Well we can draw from far more than test results or the school’s assessment. We can draw on an every day happening in the home.
The mail comes in at breakfast time. The obvious circulars are easy to spot. The recycling bin gets a workout. Bills are naturally scanned very quickly to be dealt with later on as are the mountains of correspondence from the bank and credit card companies. Personal letters, birthday cards could all flow in on a particular day. For one reason or another you have no time to sort off the paper work out as it comes in. You may land up with a conscious decision to leave everything that is not urgent until it suits you – rather than when mail has arrived.
You now come to Sunday afternoon. You have a huge pile – at least six inches high - of unsorted paper work stuck tidily in a drawer.
You hand the job of sorting to your ten year old child and explain that he or she has just twenty minutes to do the job. As well asking for the pile to be sorted you demand that there is system to prioritise the items that you need to act on.
This will give you a picture of how well your child will be able to cope. As the mail is jumbled you will be able to see how you child will cope. Will he or she sort the mail into neat common piles? Will all the bills be placed in one pile? Are any letters sorted into another? Does your child simply throw away unwanted circulars or place them into a pile so that you can go though them to see if anything catches your attention?
Halfway through the exercise start organising tension in the room where all the work is being done. Make sure the dog starts eating the curtains so that you can yell at the dog and inject some noise and disruption. Does your child join in the condemnation of the dog or just keep working steadily?

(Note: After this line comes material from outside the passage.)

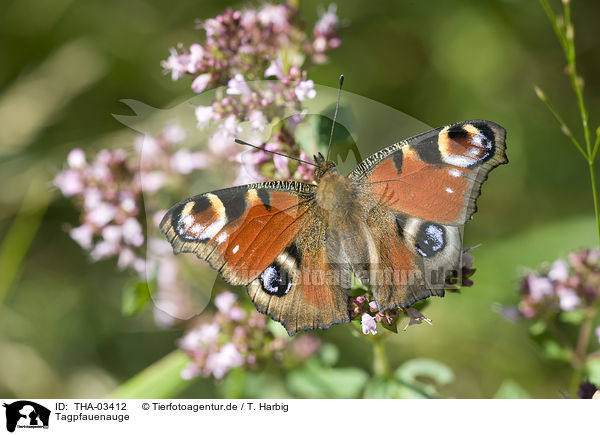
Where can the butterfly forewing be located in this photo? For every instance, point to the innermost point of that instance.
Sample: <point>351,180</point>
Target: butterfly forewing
<point>437,175</point>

Ask a favourite aunt or family friend to telephone just after the dog has been ejected and invite your child for trip to the cinema. You child will need to leave the sorting task and prepare to go out. Does your child dump everything and rush off to prepare for a visit or does he or she explain that a visit to the cinema is out because there is work to be done?
When the work has been completed ask for a five point written assessment of the problem of mail. Ask too for verbal feedback on the nature and scope of the problem. In the middle of the feedback remind your child that the cat has not been fed – and that there had been a promise that the cat would be fed every day.
We can see where this is leading. To do well in grammar school you must hope that your child has the ability to follow instructions. You child must be able to cope with conflicting instructions from a variety of sources.
It is essential that noise, confusion and disorder are coped with calmly. There is a lot of homework and extra study coming up at the grammar school. Your child must be able to focus on the task in hand.
Decisions have to make. Your child will at times have to make unpopular choices. Work or play? Study or chill? Some decision you will be able to help your child with. Other decisions will simply have to be made by your child.
The grammar school will expect your child to be able to prioritise assignments. This is all part of growing up.
If you can feel that you and your child can cope with at least some of this mayhem then do not hesitate - just go for it. Go for the eleven plus!